A formação católica deu a Alexandre a firmeza de convicções baseadas nas noções de dignidade e justiça para todos. Três de suas tias eram freiras, e seu tio Aldo Vannucchi, cônego e professor de filosofia, passara pela prisão em 1964.

“Ele sempre foi um cara de massas, militante do movimento estudantil”, diz Adriano Diogo. Alexandre era de fato ligado à ALN, mas não há testemunhos ou provas que o liguem a ações de guerrilha ou luta armada. Depoimentos o apontam como elo entre militantes presos e dirigentes – uma ponte importante num momento em que a repressão já prendera ou matara centenas de membros da organização criada por Carlos Marighella.

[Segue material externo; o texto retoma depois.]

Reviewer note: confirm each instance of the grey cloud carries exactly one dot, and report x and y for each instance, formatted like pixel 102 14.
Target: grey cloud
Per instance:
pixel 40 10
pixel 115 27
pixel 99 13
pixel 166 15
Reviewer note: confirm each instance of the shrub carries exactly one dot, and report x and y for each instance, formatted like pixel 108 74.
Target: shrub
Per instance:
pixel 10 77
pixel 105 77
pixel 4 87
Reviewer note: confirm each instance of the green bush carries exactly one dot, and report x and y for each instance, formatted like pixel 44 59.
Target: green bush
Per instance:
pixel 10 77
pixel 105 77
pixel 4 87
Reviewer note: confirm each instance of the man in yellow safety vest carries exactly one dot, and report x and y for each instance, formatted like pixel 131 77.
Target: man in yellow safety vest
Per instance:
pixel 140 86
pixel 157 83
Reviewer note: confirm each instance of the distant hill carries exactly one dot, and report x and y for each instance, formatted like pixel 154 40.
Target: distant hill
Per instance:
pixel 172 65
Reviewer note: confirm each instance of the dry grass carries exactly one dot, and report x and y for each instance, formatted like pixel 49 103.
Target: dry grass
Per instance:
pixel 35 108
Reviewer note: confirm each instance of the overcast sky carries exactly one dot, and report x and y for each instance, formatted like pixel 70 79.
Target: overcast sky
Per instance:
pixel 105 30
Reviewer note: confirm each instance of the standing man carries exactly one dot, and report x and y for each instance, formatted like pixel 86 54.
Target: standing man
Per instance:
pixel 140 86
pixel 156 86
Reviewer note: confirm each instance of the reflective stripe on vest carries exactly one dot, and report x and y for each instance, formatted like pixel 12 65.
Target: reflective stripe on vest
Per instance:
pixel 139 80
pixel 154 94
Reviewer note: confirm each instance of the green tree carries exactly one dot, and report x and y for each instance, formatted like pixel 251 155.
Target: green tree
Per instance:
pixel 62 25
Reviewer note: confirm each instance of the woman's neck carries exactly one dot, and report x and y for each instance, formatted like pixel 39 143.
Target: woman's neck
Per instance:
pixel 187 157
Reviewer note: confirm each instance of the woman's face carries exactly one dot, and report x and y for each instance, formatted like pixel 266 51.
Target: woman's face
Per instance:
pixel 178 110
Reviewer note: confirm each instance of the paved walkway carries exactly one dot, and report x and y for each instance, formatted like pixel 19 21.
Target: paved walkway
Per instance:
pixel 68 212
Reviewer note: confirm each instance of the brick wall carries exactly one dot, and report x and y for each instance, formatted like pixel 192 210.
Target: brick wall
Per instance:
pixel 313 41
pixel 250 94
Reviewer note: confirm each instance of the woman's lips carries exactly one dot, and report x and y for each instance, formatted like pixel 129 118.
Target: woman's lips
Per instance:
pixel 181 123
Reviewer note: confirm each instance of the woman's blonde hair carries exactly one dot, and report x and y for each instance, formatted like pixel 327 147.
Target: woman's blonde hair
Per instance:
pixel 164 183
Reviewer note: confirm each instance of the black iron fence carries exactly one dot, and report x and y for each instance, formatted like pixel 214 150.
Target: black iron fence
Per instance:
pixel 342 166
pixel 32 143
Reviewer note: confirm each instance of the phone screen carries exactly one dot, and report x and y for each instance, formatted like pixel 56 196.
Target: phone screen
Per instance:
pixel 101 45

De ações recentes às quais os órgãos de repressão queriam vinculá-lo, Alexandre não poderia ter participado. No final de janeiro de 1973, ele havia sido operado de apendicite, retornando para várias consultas ao longo de fevereiro. Os espancamentos provavelmente provocaram uma hemorragia interna e levaram o jovem recém-operado à morte.

Preso uma semana depois do Minhoca, Mug também foi torturado e passou três meses no DOI-Codi. Conta que foi “recepcionado” pelo comandante do destacamento, Carlos Alberto Brilhante Ustra, que lhe disse: “Acabei de mandar o Minhoca para a ‘Vanguarda Popular Celestial’. E você vai se encontrar com ele lá”. Em 2008, Ustra tornou-se o primeiro militar a ser declarado como torturador pela Justiça brasileira.
Diogo preside hoje a Comissão Estadual da Verdade na Assembleia Legislativa de São Paulo, batizada como Rubens Paiva, homenagem ao deputado federal cassado em 1964 e desaparecido político em 1971. A filha de Rubens, Vera Paiva, professora do Instituto de Psicologia da USP, era caloura da Universidade exatamente em 1973. Vera não concordava com a luta armada e relata que as diferentes tendências que participavam do movimento estudantil debatiam abertamente suas posições – mas todos acompanhavam e cumpriam a decisão da maioria.

A docente conta que jamais se apresentou como filha de um desaparecido. Entretanto, aponta que muitos professores e funcionários sabiam de sua história familiar e criaram situações para expô-la e constrangê-la. “A ditadura civil-militar, como eu insisto em dizer, foi apoiadíssima por professores e pela hierarquia da USP”, afirma. Trinta e nove pessoas vinculadas à USP, entre alunos e professores, estão entre os mortos pelo regime. Em 1976, Vera participou da reconstrução do Diretório Central dos Estudantes da USP, desde então batizado DCE Livre Alexandre Vannucchi Leme.

Para a professora, a combinação entre a impunidade dos agentes do Estado responsáveis por sequestros, tortura e assassinatos na ditadura e a duplicidade de estrutura das Polícias Civil e Militar legou a realidade de violência que a sociedade brasileira vive na atualidade. “A descrição do martírio do Alexandre nos chocava, porque não vivíamos esse cotidiano de violência que é comum hoje”, diz.

Como Alexandre, Herzog e centenas de outros mortos e desaparecidos, Rubens Paiva não teve a oportunidade de se defender num julgamento justo. É num tribunal que a docente gostaria de ver os assassinos de seu pai. “Eles poderiam se defender e explicar quais os seus motivos, e então isso ficaria claro para todo mundo”, diz. Como Vera, Diogo acredita que as Comissões da Verdade possam impulsionar mobilizações que levem o Supremo Tribunal Federal (STF) a reformar a decisão de 2010 que impediu a revisão da Lei da Anistia.